Despite it being a constant topic of debate between HR professionals across the globe, the ‘Future of Work’ conversation never ceases to end. As the scope of work evolves constantly, the finer points begin to follow suit.
Hence, it is important to understand the course of the debate’s evolution. The term Future of Work might have started off initially as a need to embrace futuristic tools, but has inevitably transformed into a wake-up call for organisations regarding the Employee Experience (EX).
So, how did it all go down?
Since time immemorial, the labour market has faced a continuous uphill battle probably around the time Johannes Gutenberg invented the mechanical printing press. And how can we forget the historic 18th Century era, when weavers and artisans were pushed to the proverbial edge of poverty when the mechanised loom came into existence.
During World War II, Alan Turing’s Bombe machine (which was instrumental in decoding the Nazi Enigma Code) was able to decode millions of lines of encrypted messages in hours, thereby negating the need for thousands of analysts to crunch numbers over a span of weeks and months!
Fearing the loss of a livelihood, the working class has always been predominantly apprehensive towards technology.
However, as organisations began their transformative journey towards Digital Disruption, ‘Technology’ has managed to wade through public discomfort and arise as the tool for forging the future. Even in the case of Alan Turing’s machine, the underlying truth was that technology helped streamline the ‘Decoding’ process by using mathematics and technology, thereby increasing efficiency and reducing lag.
Over the last two decades, Global Enterprises, Fortune 500s and SMBs have managed to adopt a slew of innovative solutions like Artificial Intelligence (AI), Machine Learning (ML), Deep Learning, Blockchain Technology (DLT) and Data Analytics to help improve processes, functions and systems.
Whilst AI and ML managed to reduce redundant tasks, beef-up Cybersecurity and encourage automation, Data Analytics blew the Customer Acquisition Cost (CAC) out of the water by helping companies leverage the power of the internet.
By disrupting every possible industry, sector and vertical, technology established itself as a key business pillar for enterprise success. And soon enough, employees began utilising these tools for quicker response, timely support and an efficient working order.
And all of a sudden, the need for skilled labour to operate these tools became a business criticality. And the subsequent shortage of talent has resulted in a depleting bottom-line.
In a recent market survey report, the Banking and Financial Services Industry (BFSI), Business Services, Telecomm and Media industries will see a cumulative shortage of over 14 million workers by the year 2030. Therefore, to combat this shortage of skilled employees, enterprises all over the globe have begun looking inward for solutions on how to retain their existent workforce. And subsequently, the Future of Work debate entered its next phase: The Employee Experience (EX).
By empowering employees with increased ownership, relaxed working hours and career improvement (up-skilling/re-skilling), companies have spent heavily on constant innovation and research to help improve their overall EX. Businesses of tomorrow need to start focusing on employees today!
The outbreak of COVID-19 (Coronavirus Disease) sent the world of business down the rabbit-hole, as it has brought about an element from the debate that most organisations have shied away from – Remote Working.
Even though the idea of remote work isn’t relatively new, its magnitude has been negligible to say the least. Up until 2010, corporations have argued that a they do not possess the infrastructure or bandwidth to support the Work From Home (WFH) methodology. Yet, with the advent of better monitoring tools and improved connectivity, that argument has been silenced.
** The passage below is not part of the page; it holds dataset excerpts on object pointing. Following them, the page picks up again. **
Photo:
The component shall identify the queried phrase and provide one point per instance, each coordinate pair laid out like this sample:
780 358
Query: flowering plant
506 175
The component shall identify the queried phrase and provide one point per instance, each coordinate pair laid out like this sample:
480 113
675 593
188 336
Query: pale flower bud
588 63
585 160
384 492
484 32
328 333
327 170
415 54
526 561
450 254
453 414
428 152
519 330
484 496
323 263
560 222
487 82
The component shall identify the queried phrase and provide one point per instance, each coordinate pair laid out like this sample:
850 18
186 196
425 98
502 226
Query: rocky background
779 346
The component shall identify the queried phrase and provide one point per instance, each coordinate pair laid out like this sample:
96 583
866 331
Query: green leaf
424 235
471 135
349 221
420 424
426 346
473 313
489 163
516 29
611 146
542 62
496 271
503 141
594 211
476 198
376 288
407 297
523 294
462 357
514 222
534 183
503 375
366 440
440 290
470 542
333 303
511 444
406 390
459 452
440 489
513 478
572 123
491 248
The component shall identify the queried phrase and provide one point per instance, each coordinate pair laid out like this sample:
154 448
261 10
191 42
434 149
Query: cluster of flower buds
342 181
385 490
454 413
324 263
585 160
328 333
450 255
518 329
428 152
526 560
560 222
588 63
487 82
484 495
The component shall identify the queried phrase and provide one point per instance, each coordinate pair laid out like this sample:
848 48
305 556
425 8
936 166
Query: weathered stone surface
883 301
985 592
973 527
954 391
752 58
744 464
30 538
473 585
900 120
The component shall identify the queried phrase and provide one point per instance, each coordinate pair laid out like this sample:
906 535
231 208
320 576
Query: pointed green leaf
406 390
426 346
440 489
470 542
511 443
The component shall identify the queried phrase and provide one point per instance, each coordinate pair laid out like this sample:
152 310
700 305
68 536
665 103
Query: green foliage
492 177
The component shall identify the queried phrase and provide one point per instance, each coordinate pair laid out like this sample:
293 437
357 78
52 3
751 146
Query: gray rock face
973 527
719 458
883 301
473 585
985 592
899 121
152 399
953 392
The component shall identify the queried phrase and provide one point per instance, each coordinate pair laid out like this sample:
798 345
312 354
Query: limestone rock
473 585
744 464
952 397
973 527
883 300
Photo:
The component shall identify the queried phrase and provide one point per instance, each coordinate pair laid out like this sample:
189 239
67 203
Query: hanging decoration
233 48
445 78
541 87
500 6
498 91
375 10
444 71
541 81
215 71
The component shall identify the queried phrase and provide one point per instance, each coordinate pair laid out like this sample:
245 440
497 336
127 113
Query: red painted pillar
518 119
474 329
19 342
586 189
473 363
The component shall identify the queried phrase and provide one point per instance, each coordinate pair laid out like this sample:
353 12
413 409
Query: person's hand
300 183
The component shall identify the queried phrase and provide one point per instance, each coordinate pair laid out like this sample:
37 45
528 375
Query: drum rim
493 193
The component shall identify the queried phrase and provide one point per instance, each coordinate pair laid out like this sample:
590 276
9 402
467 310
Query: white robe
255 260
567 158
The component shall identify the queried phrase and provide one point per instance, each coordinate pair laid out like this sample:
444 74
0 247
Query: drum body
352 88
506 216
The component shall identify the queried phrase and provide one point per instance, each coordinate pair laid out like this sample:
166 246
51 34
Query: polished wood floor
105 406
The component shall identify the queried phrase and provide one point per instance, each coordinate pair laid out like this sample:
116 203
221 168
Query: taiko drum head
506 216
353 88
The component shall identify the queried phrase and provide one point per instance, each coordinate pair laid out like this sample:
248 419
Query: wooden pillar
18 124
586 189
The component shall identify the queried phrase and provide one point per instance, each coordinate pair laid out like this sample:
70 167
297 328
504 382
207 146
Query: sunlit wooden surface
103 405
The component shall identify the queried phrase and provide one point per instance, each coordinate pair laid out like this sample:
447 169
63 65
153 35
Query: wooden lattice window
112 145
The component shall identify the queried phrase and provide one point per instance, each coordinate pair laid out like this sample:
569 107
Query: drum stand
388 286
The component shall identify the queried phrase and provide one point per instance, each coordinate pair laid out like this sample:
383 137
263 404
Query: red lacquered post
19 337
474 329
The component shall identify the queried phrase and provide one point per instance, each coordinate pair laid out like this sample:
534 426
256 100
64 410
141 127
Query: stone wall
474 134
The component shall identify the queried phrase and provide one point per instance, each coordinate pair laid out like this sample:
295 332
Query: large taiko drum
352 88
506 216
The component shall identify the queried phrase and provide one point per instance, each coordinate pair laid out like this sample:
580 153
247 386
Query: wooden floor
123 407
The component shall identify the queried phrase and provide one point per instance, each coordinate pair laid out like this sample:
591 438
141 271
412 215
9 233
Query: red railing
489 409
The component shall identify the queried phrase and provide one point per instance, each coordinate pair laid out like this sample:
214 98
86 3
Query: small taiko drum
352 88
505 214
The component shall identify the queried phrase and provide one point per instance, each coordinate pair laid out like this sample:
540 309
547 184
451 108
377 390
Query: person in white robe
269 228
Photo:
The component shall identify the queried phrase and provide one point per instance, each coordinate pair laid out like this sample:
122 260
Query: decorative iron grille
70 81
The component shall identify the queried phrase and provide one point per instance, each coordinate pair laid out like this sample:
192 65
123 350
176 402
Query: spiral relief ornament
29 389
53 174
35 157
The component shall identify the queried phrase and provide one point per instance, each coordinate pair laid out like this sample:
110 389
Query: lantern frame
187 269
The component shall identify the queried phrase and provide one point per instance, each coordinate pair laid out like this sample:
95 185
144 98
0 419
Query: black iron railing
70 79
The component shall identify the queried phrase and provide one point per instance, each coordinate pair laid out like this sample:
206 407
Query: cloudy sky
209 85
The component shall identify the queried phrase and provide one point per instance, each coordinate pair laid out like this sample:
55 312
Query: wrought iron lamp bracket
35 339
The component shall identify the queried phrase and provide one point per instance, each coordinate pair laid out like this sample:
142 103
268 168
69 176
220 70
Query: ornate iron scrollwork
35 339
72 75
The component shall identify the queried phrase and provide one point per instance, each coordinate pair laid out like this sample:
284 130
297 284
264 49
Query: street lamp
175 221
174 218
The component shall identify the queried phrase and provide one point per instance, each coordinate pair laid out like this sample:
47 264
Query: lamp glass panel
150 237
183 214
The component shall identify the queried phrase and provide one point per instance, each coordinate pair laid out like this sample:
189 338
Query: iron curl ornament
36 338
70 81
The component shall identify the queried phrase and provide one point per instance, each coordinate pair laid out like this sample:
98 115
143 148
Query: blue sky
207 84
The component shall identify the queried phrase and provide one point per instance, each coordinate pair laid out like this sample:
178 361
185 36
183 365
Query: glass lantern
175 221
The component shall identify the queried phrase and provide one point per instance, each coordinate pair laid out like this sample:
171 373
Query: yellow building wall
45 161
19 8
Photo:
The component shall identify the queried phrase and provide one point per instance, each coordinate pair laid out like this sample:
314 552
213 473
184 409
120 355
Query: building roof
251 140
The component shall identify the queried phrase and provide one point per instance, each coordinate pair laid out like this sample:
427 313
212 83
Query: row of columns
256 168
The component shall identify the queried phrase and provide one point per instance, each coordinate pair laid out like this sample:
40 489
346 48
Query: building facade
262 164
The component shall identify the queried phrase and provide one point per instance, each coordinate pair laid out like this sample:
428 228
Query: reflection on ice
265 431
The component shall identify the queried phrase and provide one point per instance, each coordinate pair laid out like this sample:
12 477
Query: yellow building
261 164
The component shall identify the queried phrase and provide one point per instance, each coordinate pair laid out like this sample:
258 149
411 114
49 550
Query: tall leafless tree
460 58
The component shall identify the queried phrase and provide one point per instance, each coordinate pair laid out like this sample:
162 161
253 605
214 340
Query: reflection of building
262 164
Companies rarely entertain the idea, despite its proven benefits surrounding employee wellbeing and mental health. Remote teams only existed for operations that deemed it necessary, with the rest of the workforce confined to an institution’s four walls.
With a contagious disease spreading rapidly, every single enterprise, conglomerate and Fortune 500 has been forced to shift to a remote model of work, for prolonged business continuity. Employees are now forced to sit at home and work, in an attempt to slow down the spread of the disease.
Companies that had given the idea fair thought, were surprisingly ready to combat the onset of a mandatory remote working model. However, lesser prepared organisations have been sent scrambling for solutions to keep the lights on.
In conclusion, the very crux of the debate constantly changes, mandating a requirement from enterprises to innovate and adapt. Archaic systems and practices are being ushered out the door, and more sustainable working models are becoming the regular norm.
This is helping employees to focus on other interactive practices, spend more time with family, balance work & leisure and dissolve the exertion that accompanies long commutes.
COVID-19 has truly become, the death of a traditional enterprise.